Consider a hypothetical world where RAI therapy does not exist: Surgical removal of lymph nodes that harbor micrometastatic disease would lead to fewer recurrences than leaving lymph node microscopic disease in situ. Yet, in current practice, it is precisely these patients who undergo more complete surgery and should have lower recurrence rates without RAI who are getting more RAI therapy (77 vs 53 % for the current Lang and Wong analysis). This should seem counterintuitive, yet it is shown time and time again in practice.5 The reason for this is the phenomena of pathological upstaging: If nodes are clinically negative, those left in situ remain unexamined by a pathologist’s microscope and the patient’s stage remains N0, while nodes that are removed and examined can upstage the patient’s nodal status. Instead of interpreting the pathology report that contains micrometastatic disease in nodes as a positive prognostic factor (as in, all of the PTC has been removed), it is interpreted as a higher-risk feature (as in, the PTC has spread to the lymph nodes), even though those patients without pCND have the same rates of uninspected micrometastatic disease. According to the official ATA recommendations for RAI therapy, conflicting data exist, and the recommendation is for “selective use” in patients with N1 disease—that is, the official guidelines recommend neither for nor against RAI, but encourage practitioners to consider RAI in higher-risk patients, of which nodal disease is one risk factor.6 In practice, RAI renders thyroglobulin (Tg) levels undetectable, and a bump in that level alerts the clinician to the possibility of recurrence and that further workup is indicated. Omitting RAI postoperatively leads to a low but detectable Tg level, and small fluctuations are more difficult to interpret. Until clinicians are more comfortable following patients with low but detectable Tg levels, overuse of RAI will continue to add significant expense to the treatment of PTC. If the use of pCND could actually be used to decrease our use of RAI, then the cost effectiveness of this intervention could easily swing in favor of pCND.

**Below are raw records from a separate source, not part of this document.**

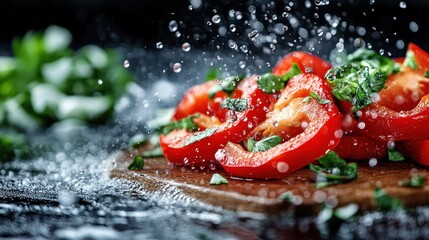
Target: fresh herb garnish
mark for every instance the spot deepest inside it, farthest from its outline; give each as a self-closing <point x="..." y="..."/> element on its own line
<point x="218" y="179"/>
<point x="410" y="60"/>
<point x="137" y="163"/>
<point x="333" y="170"/>
<point x="200" y="135"/>
<point x="234" y="104"/>
<point x="317" y="97"/>
<point x="266" y="143"/>
<point x="269" y="83"/>
<point x="416" y="181"/>
<point x="184" y="123"/>
<point x="364" y="75"/>
<point x="387" y="203"/>
<point x="228" y="85"/>
<point x="394" y="155"/>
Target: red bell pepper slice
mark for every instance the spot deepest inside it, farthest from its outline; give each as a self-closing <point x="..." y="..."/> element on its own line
<point x="318" y="136"/>
<point x="178" y="152"/>
<point x="307" y="63"/>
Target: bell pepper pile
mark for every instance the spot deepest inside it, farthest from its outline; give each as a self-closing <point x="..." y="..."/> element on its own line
<point x="270" y="125"/>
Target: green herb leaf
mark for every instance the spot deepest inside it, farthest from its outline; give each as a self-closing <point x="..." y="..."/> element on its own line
<point x="228" y="85"/>
<point x="250" y="144"/>
<point x="394" y="155"/>
<point x="267" y="143"/>
<point x="364" y="75"/>
<point x="184" y="123"/>
<point x="234" y="104"/>
<point x="319" y="99"/>
<point x="416" y="181"/>
<point x="200" y="135"/>
<point x="333" y="170"/>
<point x="410" y="60"/>
<point x="156" y="152"/>
<point x="218" y="179"/>
<point x="387" y="203"/>
<point x="269" y="83"/>
<point x="137" y="164"/>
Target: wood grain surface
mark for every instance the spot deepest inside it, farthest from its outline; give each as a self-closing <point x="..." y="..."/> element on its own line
<point x="262" y="196"/>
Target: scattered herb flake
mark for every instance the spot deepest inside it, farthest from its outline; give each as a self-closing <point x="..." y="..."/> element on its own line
<point x="387" y="203"/>
<point x="235" y="104"/>
<point x="200" y="135"/>
<point x="416" y="181"/>
<point x="137" y="164"/>
<point x="333" y="170"/>
<point x="395" y="156"/>
<point x="218" y="179"/>
<point x="184" y="123"/>
<point x="267" y="143"/>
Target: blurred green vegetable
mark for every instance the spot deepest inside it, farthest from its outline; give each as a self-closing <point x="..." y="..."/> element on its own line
<point x="46" y="81"/>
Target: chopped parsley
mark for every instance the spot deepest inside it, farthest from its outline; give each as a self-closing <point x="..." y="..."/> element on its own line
<point x="137" y="163"/>
<point x="235" y="104"/>
<point x="387" y="203"/>
<point x="228" y="85"/>
<point x="317" y="97"/>
<point x="200" y="135"/>
<point x="416" y="181"/>
<point x="218" y="179"/>
<point x="394" y="155"/>
<point x="184" y="123"/>
<point x="264" y="144"/>
<point x="333" y="170"/>
<point x="269" y="83"/>
<point x="364" y="74"/>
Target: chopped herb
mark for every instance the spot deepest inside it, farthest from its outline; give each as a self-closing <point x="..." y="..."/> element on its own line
<point x="156" y="152"/>
<point x="228" y="85"/>
<point x="416" y="181"/>
<point x="137" y="164"/>
<point x="184" y="123"/>
<point x="410" y="61"/>
<point x="269" y="83"/>
<point x="333" y="170"/>
<point x="218" y="179"/>
<point x="287" y="197"/>
<point x="137" y="141"/>
<point x="250" y="144"/>
<point x="317" y="97"/>
<point x="364" y="75"/>
<point x="235" y="104"/>
<point x="267" y="143"/>
<point x="387" y="203"/>
<point x="394" y="155"/>
<point x="200" y="135"/>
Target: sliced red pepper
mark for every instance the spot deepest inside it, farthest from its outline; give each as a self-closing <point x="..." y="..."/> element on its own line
<point x="178" y="152"/>
<point x="418" y="150"/>
<point x="318" y="136"/>
<point x="308" y="63"/>
<point x="361" y="148"/>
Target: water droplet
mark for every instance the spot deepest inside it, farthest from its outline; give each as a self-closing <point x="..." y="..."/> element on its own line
<point x="173" y="26"/>
<point x="126" y="64"/>
<point x="186" y="47"/>
<point x="177" y="67"/>
<point x="216" y="19"/>
<point x="159" y="45"/>
<point x="253" y="35"/>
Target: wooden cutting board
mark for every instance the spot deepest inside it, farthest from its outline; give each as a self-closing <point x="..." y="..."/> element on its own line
<point x="262" y="196"/>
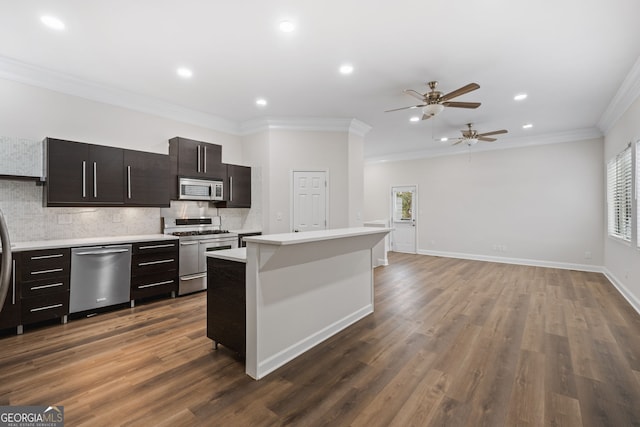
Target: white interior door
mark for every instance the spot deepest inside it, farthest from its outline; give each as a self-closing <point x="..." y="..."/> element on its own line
<point x="403" y="203"/>
<point x="309" y="200"/>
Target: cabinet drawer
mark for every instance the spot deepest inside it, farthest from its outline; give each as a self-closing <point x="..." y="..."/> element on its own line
<point x="44" y="287"/>
<point x="155" y="247"/>
<point x="154" y="284"/>
<point x="45" y="264"/>
<point x="44" y="307"/>
<point x="153" y="263"/>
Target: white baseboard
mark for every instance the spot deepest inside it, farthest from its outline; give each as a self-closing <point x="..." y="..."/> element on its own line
<point x="620" y="287"/>
<point x="274" y="362"/>
<point x="518" y="261"/>
<point x="624" y="291"/>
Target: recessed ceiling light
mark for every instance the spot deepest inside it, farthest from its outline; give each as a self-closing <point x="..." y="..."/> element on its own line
<point x="185" y="73"/>
<point x="52" y="22"/>
<point x="287" y="26"/>
<point x="346" y="69"/>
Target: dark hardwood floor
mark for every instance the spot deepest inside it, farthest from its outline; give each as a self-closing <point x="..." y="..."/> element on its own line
<point x="451" y="342"/>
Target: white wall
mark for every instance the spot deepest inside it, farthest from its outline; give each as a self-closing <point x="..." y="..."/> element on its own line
<point x="622" y="260"/>
<point x="542" y="203"/>
<point x="307" y="150"/>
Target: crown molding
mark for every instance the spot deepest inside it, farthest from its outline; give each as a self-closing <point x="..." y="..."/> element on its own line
<point x="11" y="69"/>
<point x="628" y="92"/>
<point x="503" y="144"/>
<point x="304" y="124"/>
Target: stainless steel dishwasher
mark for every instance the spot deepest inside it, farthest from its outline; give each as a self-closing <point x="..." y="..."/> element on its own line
<point x="100" y="277"/>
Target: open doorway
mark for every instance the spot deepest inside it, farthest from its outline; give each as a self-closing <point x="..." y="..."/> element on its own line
<point x="403" y="218"/>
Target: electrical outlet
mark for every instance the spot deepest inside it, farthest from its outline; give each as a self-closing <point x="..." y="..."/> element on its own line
<point x="64" y="219"/>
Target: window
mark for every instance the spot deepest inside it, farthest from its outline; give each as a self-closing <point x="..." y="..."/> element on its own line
<point x="619" y="195"/>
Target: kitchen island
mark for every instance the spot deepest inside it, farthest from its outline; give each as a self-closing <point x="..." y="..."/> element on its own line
<point x="302" y="288"/>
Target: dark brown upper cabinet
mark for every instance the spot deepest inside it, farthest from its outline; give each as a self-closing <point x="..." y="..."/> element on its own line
<point x="80" y="174"/>
<point x="237" y="188"/>
<point x="196" y="159"/>
<point x="147" y="179"/>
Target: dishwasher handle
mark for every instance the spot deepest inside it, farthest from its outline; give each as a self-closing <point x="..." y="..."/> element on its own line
<point x="103" y="252"/>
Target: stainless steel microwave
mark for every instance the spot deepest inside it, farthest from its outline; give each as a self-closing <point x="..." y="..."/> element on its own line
<point x="199" y="189"/>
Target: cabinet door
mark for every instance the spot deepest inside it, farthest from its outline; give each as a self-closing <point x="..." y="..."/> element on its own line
<point x="80" y="174"/>
<point x="147" y="178"/>
<point x="67" y="169"/>
<point x="197" y="159"/>
<point x="106" y="174"/>
<point x="10" y="312"/>
<point x="239" y="184"/>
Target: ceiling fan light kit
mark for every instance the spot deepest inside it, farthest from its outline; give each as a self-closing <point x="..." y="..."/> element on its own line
<point x="432" y="109"/>
<point x="433" y="102"/>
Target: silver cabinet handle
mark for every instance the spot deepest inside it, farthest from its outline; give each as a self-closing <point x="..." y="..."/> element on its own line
<point x="170" y="245"/>
<point x="53" y="270"/>
<point x="129" y="181"/>
<point x="199" y="162"/>
<point x="45" y="308"/>
<point x="46" y="256"/>
<point x="204" y="164"/>
<point x="150" y="285"/>
<point x="13" y="299"/>
<point x="108" y="251"/>
<point x="162" y="261"/>
<point x="95" y="179"/>
<point x="84" y="178"/>
<point x="53" y="285"/>
<point x="194" y="277"/>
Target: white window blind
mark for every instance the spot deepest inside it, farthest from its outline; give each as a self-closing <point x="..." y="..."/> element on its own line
<point x="638" y="193"/>
<point x="620" y="195"/>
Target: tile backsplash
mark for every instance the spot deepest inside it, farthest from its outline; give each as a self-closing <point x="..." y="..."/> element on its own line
<point x="28" y="220"/>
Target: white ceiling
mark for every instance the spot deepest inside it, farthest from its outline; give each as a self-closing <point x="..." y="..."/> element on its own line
<point x="570" y="56"/>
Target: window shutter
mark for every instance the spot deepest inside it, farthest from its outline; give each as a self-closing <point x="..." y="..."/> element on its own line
<point x="620" y="195"/>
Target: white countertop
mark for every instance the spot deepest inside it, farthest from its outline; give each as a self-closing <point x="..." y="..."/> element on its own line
<point x="314" y="236"/>
<point x="89" y="241"/>
<point x="238" y="254"/>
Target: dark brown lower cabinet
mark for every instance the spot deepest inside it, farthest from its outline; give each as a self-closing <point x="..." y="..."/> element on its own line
<point x="154" y="268"/>
<point x="226" y="304"/>
<point x="10" y="311"/>
<point x="43" y="277"/>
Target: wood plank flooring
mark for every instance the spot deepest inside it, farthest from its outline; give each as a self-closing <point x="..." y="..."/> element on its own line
<point x="451" y="342"/>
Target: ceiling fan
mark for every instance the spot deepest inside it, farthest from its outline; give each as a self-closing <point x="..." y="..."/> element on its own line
<point x="434" y="102"/>
<point x="471" y="136"/>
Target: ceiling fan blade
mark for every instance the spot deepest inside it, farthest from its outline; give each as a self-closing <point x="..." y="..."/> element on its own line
<point x="412" y="92"/>
<point x="405" y="108"/>
<point x="495" y="132"/>
<point x="462" y="104"/>
<point x="464" y="89"/>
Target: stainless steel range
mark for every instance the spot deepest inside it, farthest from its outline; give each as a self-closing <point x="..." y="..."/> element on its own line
<point x="197" y="237"/>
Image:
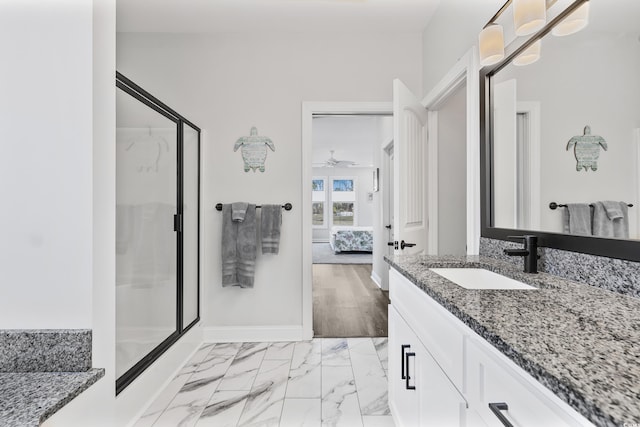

There is still no consensus on whether pCND at the time of initial thyroidectomy for clinically node-negative PTC leads to better long-term outcomes with acceptable operative risk. In areas such as this, where there is no overwhelming evidence for benefit, the costs of the intervention must be carefully considered, especially in the current era of maximizing efficiency in health care spending. We can no longer afford to spend money that is not going to have a real clinical benefit, and the current study by Lang and Wong is an attempt to clarify the costs of this practice using current published data. Unfortunately, current published data contains large amounts of variation and bias, as well as practice patterns of RAI administration that probably do not reflect the most cost-effective use management of thyroid cancer. A well-designed, randomized controlled trial could help answer this debate, but only after many years of follow-up. Until then, cost is an important factor to consider in future studies on this complicated issue.